A revisão de 2017 do Código dos Contratos Públicos (“CCP”) veio introduzir algumas alterações em matéria de habilitação – algumas boas, outras nem por isso.

Há dias, por diploma avulso (mas complementar face ao CCP), surgiu um regime que visa simplificar essa fase: refiro-me ao regime do Portal Nacional dos Fornecedores do Estado, aprovado pelo Decreto-Lei n.º 72/2018. Este regime, em vigor a partir de 1 de Janeiro de 2019 (artigo 22.º) e aplicável unicamente aos procedimentos que se iniciem a partir da sua entrada em vigor (artigo 21.º/1), assenta na criação de uma plataforma informática, de adesão voluntária, que agrega informação sobre a situação fiscal e contributiva dos operadores económicos, bem como informação sobre a respectiva idoneidade do ponto de vista do registo criminal (artigo 1.º/2 e 3). Esta plataforma deverá ser criada e gerida pelo IMPIC (artigo 4.º), devendo ser interoperável com o Portal Base (artigo 5.º/2). A ideia, em síntese, é permitir que os operadores económicos que adiram a este Portal de Fornecedores fiquem dispensados de apresentar os documentos comprovativos de que não se encontram em qualquer situação de impedimento decorrente da sua situação tributária, contributiva ou criminal (artigo 3.º/2).
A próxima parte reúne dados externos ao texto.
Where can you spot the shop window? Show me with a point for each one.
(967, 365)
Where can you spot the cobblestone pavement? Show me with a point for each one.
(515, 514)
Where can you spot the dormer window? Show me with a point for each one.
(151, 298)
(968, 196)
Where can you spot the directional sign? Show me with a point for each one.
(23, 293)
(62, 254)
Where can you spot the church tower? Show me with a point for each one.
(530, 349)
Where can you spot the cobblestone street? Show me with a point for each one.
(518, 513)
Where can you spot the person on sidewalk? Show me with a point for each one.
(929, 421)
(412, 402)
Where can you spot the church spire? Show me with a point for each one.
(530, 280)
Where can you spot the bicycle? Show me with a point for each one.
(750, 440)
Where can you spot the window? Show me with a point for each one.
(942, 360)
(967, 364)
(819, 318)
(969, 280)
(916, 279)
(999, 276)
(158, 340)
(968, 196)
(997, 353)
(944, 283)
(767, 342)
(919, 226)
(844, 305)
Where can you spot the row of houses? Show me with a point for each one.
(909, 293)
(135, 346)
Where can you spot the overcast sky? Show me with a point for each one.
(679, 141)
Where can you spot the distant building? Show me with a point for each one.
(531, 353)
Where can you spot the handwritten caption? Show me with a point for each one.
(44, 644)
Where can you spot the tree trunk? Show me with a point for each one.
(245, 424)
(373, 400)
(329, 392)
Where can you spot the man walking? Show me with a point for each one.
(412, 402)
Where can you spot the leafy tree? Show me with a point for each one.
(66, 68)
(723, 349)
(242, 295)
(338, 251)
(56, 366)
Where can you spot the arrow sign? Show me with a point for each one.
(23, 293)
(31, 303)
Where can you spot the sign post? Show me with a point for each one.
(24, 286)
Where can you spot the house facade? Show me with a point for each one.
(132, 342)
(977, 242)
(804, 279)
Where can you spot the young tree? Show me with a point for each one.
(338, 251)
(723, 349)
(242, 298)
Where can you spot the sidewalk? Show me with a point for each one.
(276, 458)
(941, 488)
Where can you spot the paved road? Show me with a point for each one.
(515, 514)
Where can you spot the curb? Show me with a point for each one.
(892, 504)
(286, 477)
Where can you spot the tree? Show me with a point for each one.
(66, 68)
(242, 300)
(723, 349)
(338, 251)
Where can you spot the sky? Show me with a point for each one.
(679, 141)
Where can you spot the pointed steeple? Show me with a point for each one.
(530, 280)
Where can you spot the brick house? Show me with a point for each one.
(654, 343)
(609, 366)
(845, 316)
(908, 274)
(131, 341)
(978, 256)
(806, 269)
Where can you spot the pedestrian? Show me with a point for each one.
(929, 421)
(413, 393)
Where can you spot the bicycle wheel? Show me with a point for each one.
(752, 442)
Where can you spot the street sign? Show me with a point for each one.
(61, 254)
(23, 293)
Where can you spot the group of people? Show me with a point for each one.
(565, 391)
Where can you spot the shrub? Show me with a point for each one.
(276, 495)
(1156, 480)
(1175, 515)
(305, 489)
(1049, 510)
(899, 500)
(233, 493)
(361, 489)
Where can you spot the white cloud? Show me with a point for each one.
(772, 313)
Em termos gerais, a intenção do regime é boa, podendo até pensar-se, no futuro, na transição para um sistema de inscrição obrigatória no Portal – com a consequente dispensa da fase da habilitação tal como a conhecemos, que, nesse caso, passaria a uma mera verificação formal junto do Portal, pela entidade adjudicante, da situação do adjudicatário. Aliás, sobretudo quando a entidade adjudicante é o Estado, a mera obrigação de demonstrar que não se deve ao Fisco nem à Segurança Social, nem se foi condenado pela prática de qualquer crime, não deixa de ser algo paradoxal, já que, se há entidade que tinha o dever de conhecer essas informações essa é, precisamente, o Estado…

Seja como for, há aspectos do regime que, mais uma vez (como sucedeu com a revisão de 2017 do Código), são relegados para futuras portarias governamentais, nomeadamente a questão da diferenciação de acesso à informação (artigo 5.º/6) e o montante da taxa a pagar pela inscrição no Portal e a manutenção, nele, do registo criminal do operador económico (melhor, dos titulares dos respectivos órgãos de administração, direcção ou gerência) (artigo 17.º). O primeiro aspecto é particularmente relevante no que concerne à protecção dos dados fornecidos pelos operadores económicos – preocupação que, de resto, me parece ser transversal a todo o Decreto-Lei n.º 72/2018 (mas que pode, eventualmente, vir a ser vulnerada pelo regime da portaria que virá regulamentar o seu artigo 5.º/6).

De notar, ainda, que não estamos perante qualquer sucedâneo do “certificado de inscrição em lista oficial de fornecedores de bens móveis ou de prestadores de serviços (…) que revele a titularidade das habilitações adequadas e necessárias à execução das prestações objecto do contrato a celebrar”, a que se referia o anterior artigo 81.º/4 do CCP (e que foi, em boa hora, revogado, já que tal documento não existia, o que suscitava diversas dúvidas quanto ao documento a apresentar em sua substituição, tendo-se a prática orientado, à falta de melhor, no sentido de dever ser apresentada a certidão de registo comercial).

Do mesmo modo, estas informações não abrangem outros impedimentos além daqueles a que o próprio Decreto-Lei n.º 72/2018 se refere (por remissão para o CCP), pelo que não está aqui incluído, nomeadamente, o impedimento previsto no artigo 55.º/1, alínea l) do CCP – continuando, portanto, a suscitar-se a questão prática de saber de que modo pode a entidade adjudicante ter conhecimento do incumprimento de contratos anteriores pelo operador económico, se tais contratos não tiverem sido celebrados consigo.

Além de questões relativas a eventual falsidade de declarações ou discrepância (nomeadamente, por desactualização) entre as informações constantes do Portal e a realidade (veja-se, com relevância, os artigos 9.º e 11.º do Decreto-Lei n.º 72/2018), será interessante saber se a possibilidade de um acesso mais amplo à informação dos demais concorrentes ou candidatos – nos termos que ainda virão a ser estabelecidos por portaria, pela qual há que aguardar – não levará cada operador económico a suscitar eventuais impedimentos logo em fase de audiência prévia, antecipando para a fase da análise das propostas ou candidaturas uma discussão que normalmente só se teria em fase de habilitação (excepto quando o operador económico, por algum motivo, tivesse conhecimento da existência de dívidas fiscais ou contributivas, bem como da condenação judicial pela prática de crimes, por parte dos seus competidores).